What to us in a few short years, will be those vanities in which we now delight? When that solemn moment arrives wherein we must yield up all that we fondly cherish here – when “this mortal must put on immortality, and this corruptible must put on incorruption” – what will anything avail us, that fails to alleviate the anguish of a soul just entering unprepared into an awful eternity? What but religion, what but true experimental Christianity, what but the soul-sustaining peace and animating joy of the regenerated believer, can rob death of its sting, or the grave of its victory?

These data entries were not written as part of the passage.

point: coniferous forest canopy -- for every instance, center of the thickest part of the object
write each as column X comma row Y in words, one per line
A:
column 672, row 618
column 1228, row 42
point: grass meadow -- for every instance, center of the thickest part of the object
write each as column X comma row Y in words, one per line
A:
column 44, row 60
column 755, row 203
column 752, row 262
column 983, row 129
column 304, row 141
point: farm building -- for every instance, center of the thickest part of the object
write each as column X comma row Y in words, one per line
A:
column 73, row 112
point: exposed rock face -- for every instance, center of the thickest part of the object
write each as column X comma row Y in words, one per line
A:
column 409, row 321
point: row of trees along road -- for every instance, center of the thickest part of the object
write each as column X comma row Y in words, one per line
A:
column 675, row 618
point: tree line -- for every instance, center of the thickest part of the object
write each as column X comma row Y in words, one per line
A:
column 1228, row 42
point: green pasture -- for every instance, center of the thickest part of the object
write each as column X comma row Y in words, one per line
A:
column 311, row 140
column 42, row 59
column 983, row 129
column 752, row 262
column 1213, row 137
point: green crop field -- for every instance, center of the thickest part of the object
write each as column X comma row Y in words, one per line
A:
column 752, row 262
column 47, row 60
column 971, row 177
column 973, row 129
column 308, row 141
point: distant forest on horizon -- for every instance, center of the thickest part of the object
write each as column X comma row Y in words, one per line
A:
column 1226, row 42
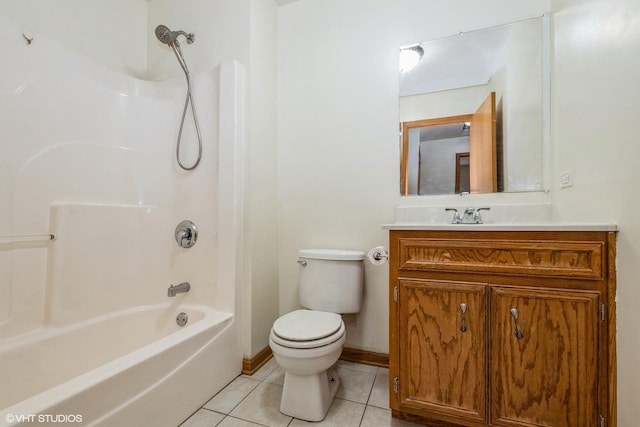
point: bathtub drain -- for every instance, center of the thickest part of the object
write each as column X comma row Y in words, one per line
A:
column 182, row 319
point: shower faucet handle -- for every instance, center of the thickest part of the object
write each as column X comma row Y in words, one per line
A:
column 186, row 234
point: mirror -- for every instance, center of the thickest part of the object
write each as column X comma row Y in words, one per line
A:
column 444, row 112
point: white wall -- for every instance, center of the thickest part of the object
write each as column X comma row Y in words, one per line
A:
column 262, row 223
column 595, row 105
column 338, row 129
column 338, row 137
column 94, row 28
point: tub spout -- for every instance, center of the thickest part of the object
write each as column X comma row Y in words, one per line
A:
column 178, row 289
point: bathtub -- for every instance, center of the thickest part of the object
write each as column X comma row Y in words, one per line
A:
column 94, row 374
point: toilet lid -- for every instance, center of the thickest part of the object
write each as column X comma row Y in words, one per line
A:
column 307, row 325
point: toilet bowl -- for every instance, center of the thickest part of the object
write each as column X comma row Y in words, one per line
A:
column 306, row 343
column 307, row 356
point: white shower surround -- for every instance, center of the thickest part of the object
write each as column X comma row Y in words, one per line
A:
column 89, row 153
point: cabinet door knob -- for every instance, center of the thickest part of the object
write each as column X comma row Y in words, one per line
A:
column 516, row 319
column 463, row 310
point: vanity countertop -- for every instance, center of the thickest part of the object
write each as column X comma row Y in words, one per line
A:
column 500, row 227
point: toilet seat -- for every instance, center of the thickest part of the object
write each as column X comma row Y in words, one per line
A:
column 307, row 329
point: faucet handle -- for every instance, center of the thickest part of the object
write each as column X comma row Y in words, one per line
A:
column 476, row 214
column 457, row 219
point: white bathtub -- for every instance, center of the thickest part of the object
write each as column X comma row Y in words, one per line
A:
column 131, row 368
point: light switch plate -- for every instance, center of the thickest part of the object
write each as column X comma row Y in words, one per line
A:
column 566, row 179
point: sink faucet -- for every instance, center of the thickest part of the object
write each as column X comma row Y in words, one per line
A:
column 470, row 215
column 178, row 289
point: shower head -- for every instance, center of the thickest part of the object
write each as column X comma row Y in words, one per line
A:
column 164, row 34
column 168, row 37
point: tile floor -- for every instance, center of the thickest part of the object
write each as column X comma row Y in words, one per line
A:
column 248, row 401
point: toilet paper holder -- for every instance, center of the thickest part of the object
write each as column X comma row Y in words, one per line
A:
column 378, row 255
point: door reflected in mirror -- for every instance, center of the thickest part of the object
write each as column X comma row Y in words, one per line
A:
column 501, row 69
column 449, row 155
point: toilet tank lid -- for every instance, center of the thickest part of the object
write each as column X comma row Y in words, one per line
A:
column 332, row 254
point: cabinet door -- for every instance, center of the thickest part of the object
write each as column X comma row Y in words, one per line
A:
column 544, row 358
column 442, row 349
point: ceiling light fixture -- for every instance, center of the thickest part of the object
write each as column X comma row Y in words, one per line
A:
column 409, row 57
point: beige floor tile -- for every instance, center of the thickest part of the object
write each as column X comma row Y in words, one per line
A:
column 203, row 418
column 378, row 417
column 237, row 422
column 343, row 413
column 355, row 384
column 380, row 392
column 356, row 366
column 229, row 397
column 264, row 371
column 276, row 376
column 262, row 406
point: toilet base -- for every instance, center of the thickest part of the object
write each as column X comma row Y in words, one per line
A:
column 308, row 397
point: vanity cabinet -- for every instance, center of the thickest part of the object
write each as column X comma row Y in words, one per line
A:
column 502, row 328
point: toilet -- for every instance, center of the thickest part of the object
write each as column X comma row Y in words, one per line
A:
column 309, row 341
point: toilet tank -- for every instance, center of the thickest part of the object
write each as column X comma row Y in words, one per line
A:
column 331, row 279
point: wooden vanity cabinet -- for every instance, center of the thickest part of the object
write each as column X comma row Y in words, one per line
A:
column 498, row 328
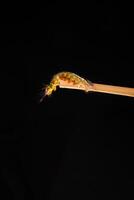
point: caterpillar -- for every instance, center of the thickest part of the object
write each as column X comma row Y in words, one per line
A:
column 69, row 79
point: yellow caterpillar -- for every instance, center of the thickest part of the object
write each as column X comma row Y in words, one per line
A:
column 66, row 77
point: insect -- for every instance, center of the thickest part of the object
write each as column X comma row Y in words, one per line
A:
column 68, row 79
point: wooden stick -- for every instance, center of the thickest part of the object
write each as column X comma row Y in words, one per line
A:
column 124, row 91
column 117, row 90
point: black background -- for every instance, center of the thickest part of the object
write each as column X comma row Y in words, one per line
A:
column 73, row 145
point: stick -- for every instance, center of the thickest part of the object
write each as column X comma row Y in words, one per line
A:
column 110, row 89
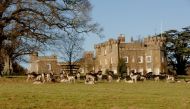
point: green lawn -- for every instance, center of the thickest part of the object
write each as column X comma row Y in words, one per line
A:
column 15, row 93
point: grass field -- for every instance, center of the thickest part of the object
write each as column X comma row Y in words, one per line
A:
column 16, row 93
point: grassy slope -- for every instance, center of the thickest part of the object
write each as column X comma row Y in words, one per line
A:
column 15, row 93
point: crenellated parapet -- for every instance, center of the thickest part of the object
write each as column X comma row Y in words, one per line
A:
column 155, row 41
column 88, row 54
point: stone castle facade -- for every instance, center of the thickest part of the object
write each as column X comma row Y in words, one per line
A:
column 140, row 56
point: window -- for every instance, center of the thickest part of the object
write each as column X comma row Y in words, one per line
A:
column 148, row 59
column 105, row 52
column 125, row 59
column 140, row 59
column 106, row 61
column 111, row 60
column 49, row 66
column 162, row 59
column 133, row 59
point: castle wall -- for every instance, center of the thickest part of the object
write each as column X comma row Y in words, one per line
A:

And what hinders us from becoming partakers of this joy – this “peace which passeth all understanding,” and with which the stranger may not intermeddle? What retards the flow of this holy peace, and shuts out the smiles of the Prince thereof? Is it not the world, “the lust of the flesh, the lust of the eye, and the pride of life?” Is it not that the things of time and sense have stolen our affections, and the ardor of our souls is lost in the pursuit of worldly vanities? Remember, it is in proportion to our obedience and dedication, our obedience to the dictates of the Holy Spirit in the heart, that we can become partakers of the Christian’s joy – only as our will is brought into conformity to the will of our Father in heaven, that we can realize the truth of the declaration, “Thou wilt keep in him perfect peace, whose mind is stayed on Thee, because he trusteth in Thee.”

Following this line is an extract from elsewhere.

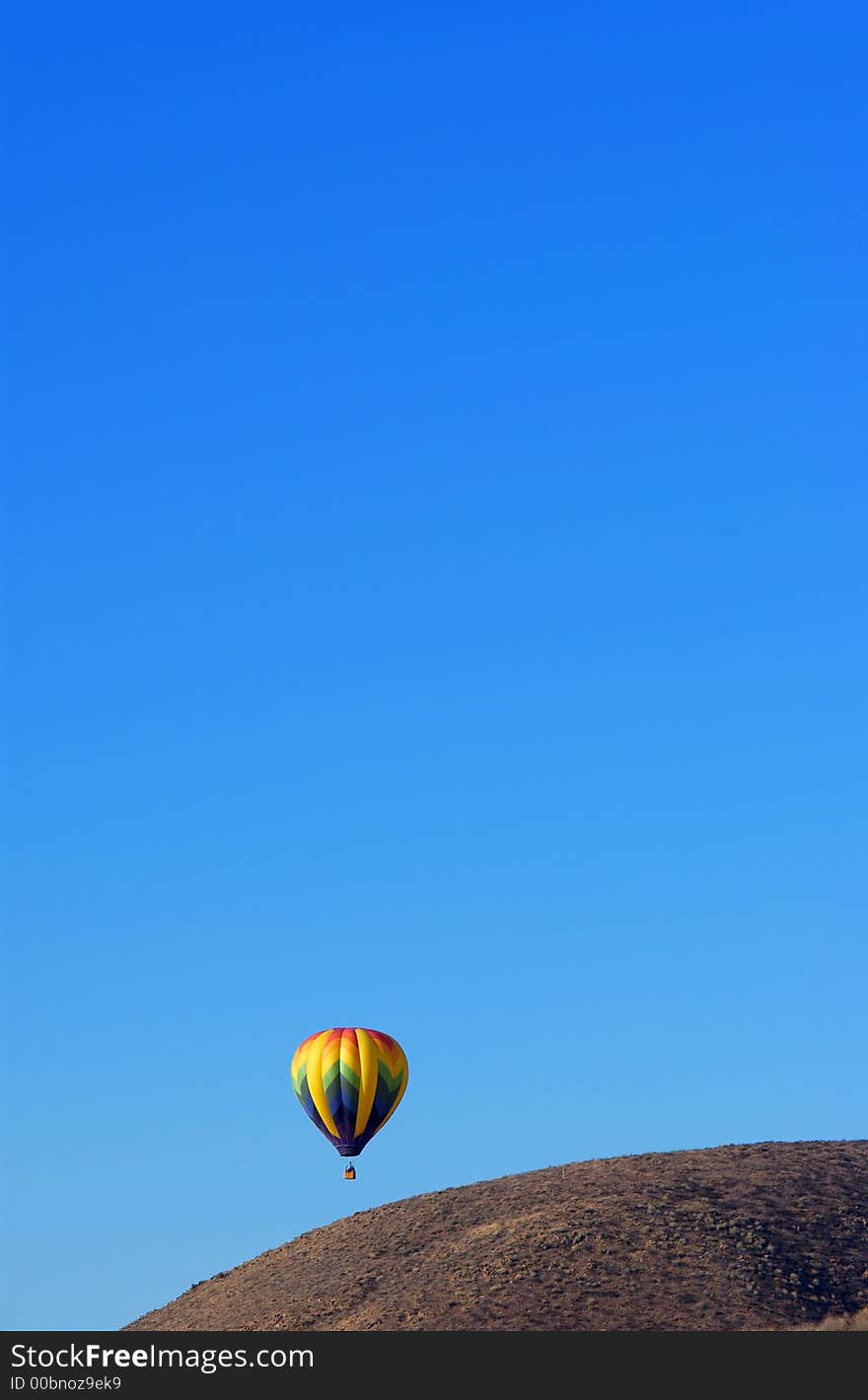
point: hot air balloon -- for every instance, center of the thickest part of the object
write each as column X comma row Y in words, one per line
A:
column 349, row 1083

Surely we have every inducement to close in with the offers of redeeming love and mercy, and, “forgetting the things which are behind, press forward towards the mark for the prize of the high calling of God, in Christ Jesus our Lord.” We have an unerring witness in our own hearts; we have the testimonies of thousands who have gone before us, to the all-sufficiency of that power of Divine Grace, which, would we but yield thereto, would guide us into all truth. And, more than all, we have a Saviour, whose mercy is unfathomable, and, “who willeth not the death of any, but that all should return, repent, and live.” The way is plain, and though narrow, and appearing hard to be trodden, by the unregenerate, it is easy to the true disciple, and is the only one to the Kingdom of Heaven – none can enter by any other. Rise up, then, and shake thyself from the dust of the earth – cast behind thee all hindering things – seek to know a reconciliation with Him who judgeth righteously, and by a close attention to the unflattering monitor, the witness for truth in thy heart, and an increase in faithfulness and dedication, realize for thyself the unspeakable joy of the Christian’s hope.